London Borough of Barnet (22 016 373)
Category : Benefits and tax > Council tax
Decision : Closed after initial enquiries
Decision date : 27 Mar 2023
The Ombudsman's final decision:
Summary: We will not investigate this complaint about notification of a Council tax liability because there is no evidence of fault by the Council.
The complaint
- Mr X complains that the Council did not tell him of a Council tax debt which led to increased costs by the Council’s enforcement.
The Ombudsman’s role and powers
- The Ombudsman investigates complaints about ‘maladministration’ and ‘service failure’, which we call ‘fault’. We must also consider whether any fault has had an adverse impact on the person making the complaint, which we call ‘injustice’. We provide a free service, but must use public money carefully. We do not start or may decide not to continue with an investigation if we decide:
- there is not enough evidence of fault to justify investigating, or
- any fault has not caused injustice to the person who complained, or
- any injustice is not significant enough to justify our involvement, or
- we could not add to any previous investigation by the organisation, or
- further investigation would not lead to a different outcome.
(Local Government Act 1974, section 24A(6))
How I considered this complaint
- I considered information provided by the complainant and the Council.
- I considered the Ombudsman’s Assessment Code.
My assessment
- Mr X says that he was contacted by bailiffs who were enforcing a Council tax debt on a property Mr X owns.

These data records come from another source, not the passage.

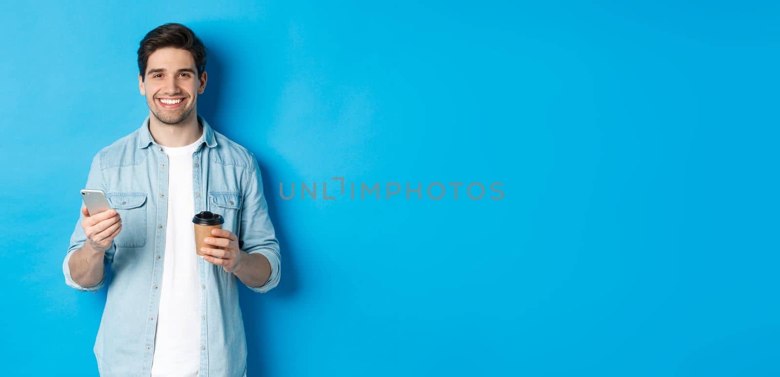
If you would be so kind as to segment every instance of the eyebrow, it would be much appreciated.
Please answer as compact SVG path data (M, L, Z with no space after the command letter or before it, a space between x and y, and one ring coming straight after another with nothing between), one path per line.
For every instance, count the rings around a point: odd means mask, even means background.
M156 68L154 69L150 69L149 72L147 72L147 76L151 75L152 73L165 72L168 72L168 70L164 68ZM195 70L191 68L183 68L176 71L177 73L180 72L189 72L190 73L192 73L193 76L197 75L197 73L195 72Z

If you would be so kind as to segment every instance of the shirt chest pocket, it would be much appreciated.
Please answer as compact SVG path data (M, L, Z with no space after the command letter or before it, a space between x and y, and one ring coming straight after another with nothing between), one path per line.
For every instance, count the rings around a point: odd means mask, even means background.
M242 195L235 191L212 191L208 193L211 211L225 217L222 229L234 234L239 234L239 220L241 217Z
M146 245L146 192L109 192L111 207L122 218L122 231L114 238L119 248L140 248Z

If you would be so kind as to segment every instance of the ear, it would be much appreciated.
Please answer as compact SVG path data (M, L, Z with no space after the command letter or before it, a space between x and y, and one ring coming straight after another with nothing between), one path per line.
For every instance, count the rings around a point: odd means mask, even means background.
M208 78L206 76L206 71L203 72L203 75L200 76L200 86L197 88L197 93L203 94L203 91L206 89L206 80Z
M146 88L144 87L144 79L140 73L138 74L138 90L140 90L142 96L146 96Z

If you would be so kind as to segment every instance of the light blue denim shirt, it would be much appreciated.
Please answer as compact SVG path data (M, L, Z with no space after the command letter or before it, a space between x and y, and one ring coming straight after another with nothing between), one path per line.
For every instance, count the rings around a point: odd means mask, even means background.
M195 213L211 211L225 217L239 247L261 253L271 263L265 284L250 287L264 293L280 276L279 245L268 217L263 182L254 155L214 131L200 115L203 142L193 153ZM108 297L94 354L103 376L150 375L162 282L168 213L168 156L141 127L103 148L92 160L85 188L99 188L122 218L122 231L105 252L103 280L82 287L70 276L68 262L87 237L80 215L62 262L66 283L96 292L111 273ZM193 252L195 252L193 250ZM246 340L239 306L238 278L221 266L198 258L200 274L200 377L245 376Z

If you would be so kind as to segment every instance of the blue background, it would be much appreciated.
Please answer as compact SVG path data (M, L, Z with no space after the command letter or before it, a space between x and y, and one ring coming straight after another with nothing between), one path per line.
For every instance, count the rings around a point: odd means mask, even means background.
M214 2L0 5L4 375L98 375L62 262L166 22L282 246L250 375L780 375L776 3ZM339 176L505 196L278 195Z

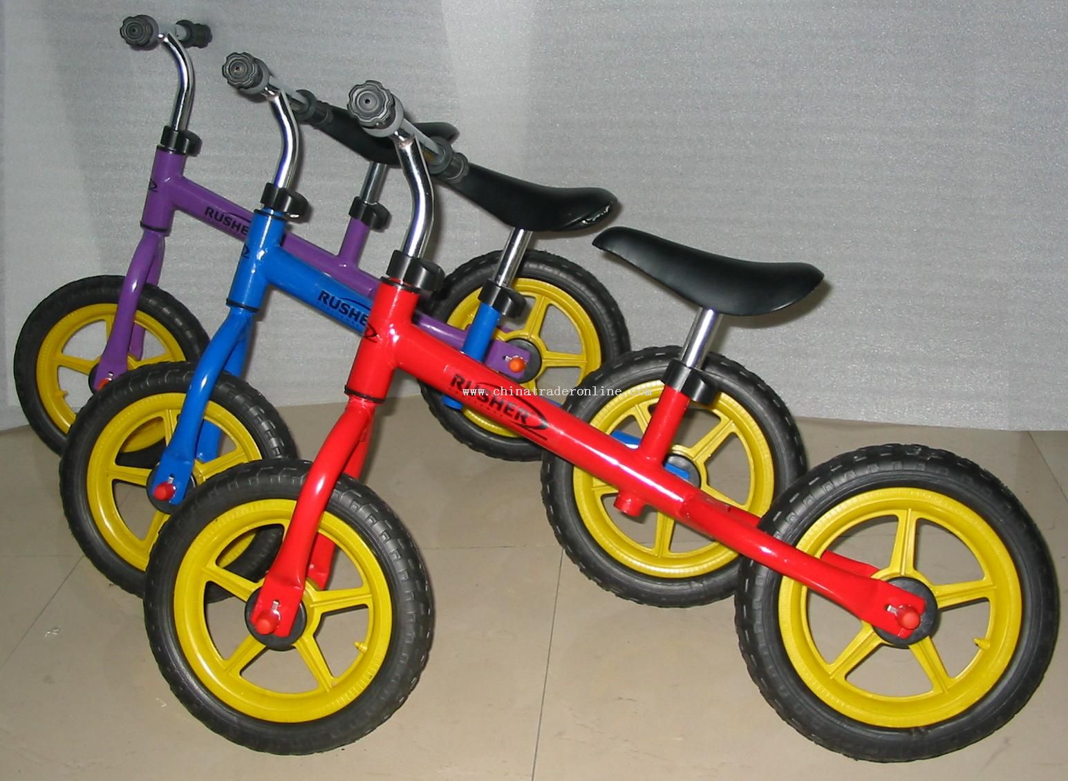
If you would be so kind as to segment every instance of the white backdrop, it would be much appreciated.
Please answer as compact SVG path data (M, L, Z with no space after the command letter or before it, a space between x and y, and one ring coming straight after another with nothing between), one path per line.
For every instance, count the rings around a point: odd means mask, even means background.
M377 78L418 119L456 124L474 161L611 189L615 224L822 268L810 306L732 323L718 344L796 415L1068 428L1068 5L986 0L3 0L0 426L22 422L11 357L30 310L68 280L124 272L139 235L175 79L166 53L120 40L131 13L211 25L193 51L204 147L187 174L238 203L255 205L279 145L270 112L219 76L227 52L333 103ZM362 166L304 140L314 214L298 230L334 250ZM408 214L399 176L383 201L376 274ZM441 203L446 270L503 241L492 218ZM635 346L679 341L690 310L588 241L538 246L601 278ZM169 239L162 284L209 332L237 250L183 216ZM276 404L339 401L355 346L274 294L249 379Z

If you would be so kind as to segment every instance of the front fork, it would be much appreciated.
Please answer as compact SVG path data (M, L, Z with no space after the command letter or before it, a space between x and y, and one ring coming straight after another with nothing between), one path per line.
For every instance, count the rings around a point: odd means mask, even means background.
M127 356L140 359L144 354L144 328L134 321L144 286L159 282L164 245L162 232L144 229L123 280L115 318L93 375L94 391L126 373Z
M232 307L198 361L174 436L148 480L148 493L157 506L169 503L177 509L188 493L193 462L209 462L219 455L222 432L206 422L204 415L219 375L229 372L240 376L245 370L254 317L251 310Z

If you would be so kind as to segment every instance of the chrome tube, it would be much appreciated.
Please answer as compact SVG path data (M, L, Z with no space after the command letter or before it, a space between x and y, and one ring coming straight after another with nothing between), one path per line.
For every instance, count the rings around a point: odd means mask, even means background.
M193 92L197 89L197 77L193 74L193 63L185 47L178 43L173 32L160 34L160 41L170 50L174 64L178 68L178 92L174 96L174 111L171 112L171 127L185 130L189 125L189 113L193 109Z
M426 170L426 159L415 137L405 127L393 134L393 144L400 157L400 168L411 190L411 224L402 251L409 257L422 257L434 228L434 188Z
M297 156L300 154L300 131L297 128L297 120L293 115L293 108L289 106L289 98L286 94L270 87L264 94L270 101L274 119L278 120L279 129L282 131L282 155L278 158L278 170L274 172L273 184L276 187L284 189L292 183L296 170Z
M690 332L686 337L686 344L682 345L681 361L691 369L701 369L708 355L708 348L712 346L712 337L716 335L716 326L720 323L720 315L714 309L703 309L690 326Z
M501 287L511 287L519 272L519 264L530 246L533 234L522 228L514 228L508 235L508 243L501 250L501 263L497 267L493 281Z
M367 169L367 174L363 177L363 187L360 188L360 200L368 206L378 203L389 168L384 162L373 162Z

He says that he was not aware of any outstanding debt on the property and the Council should have told him before enforcement measures were taken.
- The Council says that they were not told by Mr X of his change of address and so bills and reminders were sent to his previous property. Mr X says that he sent an email to the Council and his agent would have told the Council of the change.
- The Council says it has no record of the email (and suggests it may have been sent in a response to a “do not reply” email). The Council says that specific authorisation is needed to allow the Council to accept information from agents in such cases.
- An investigation by the Ombudsman would be unlikely to result in any definitive decision as to whether the Council was aware of Mr X’s email. If the agent did not have authorisation then the Council’s view that such information could not be accepted is not fault.
- Further, it would reasonable as a landlord to check that no outstanding Council tax liability exists on a property after a change has been made to liability. In this case a Council tax payment had been made on the property in May 2021 but the property changed liability in August so no presumption that the Council tax was fully paid could be made.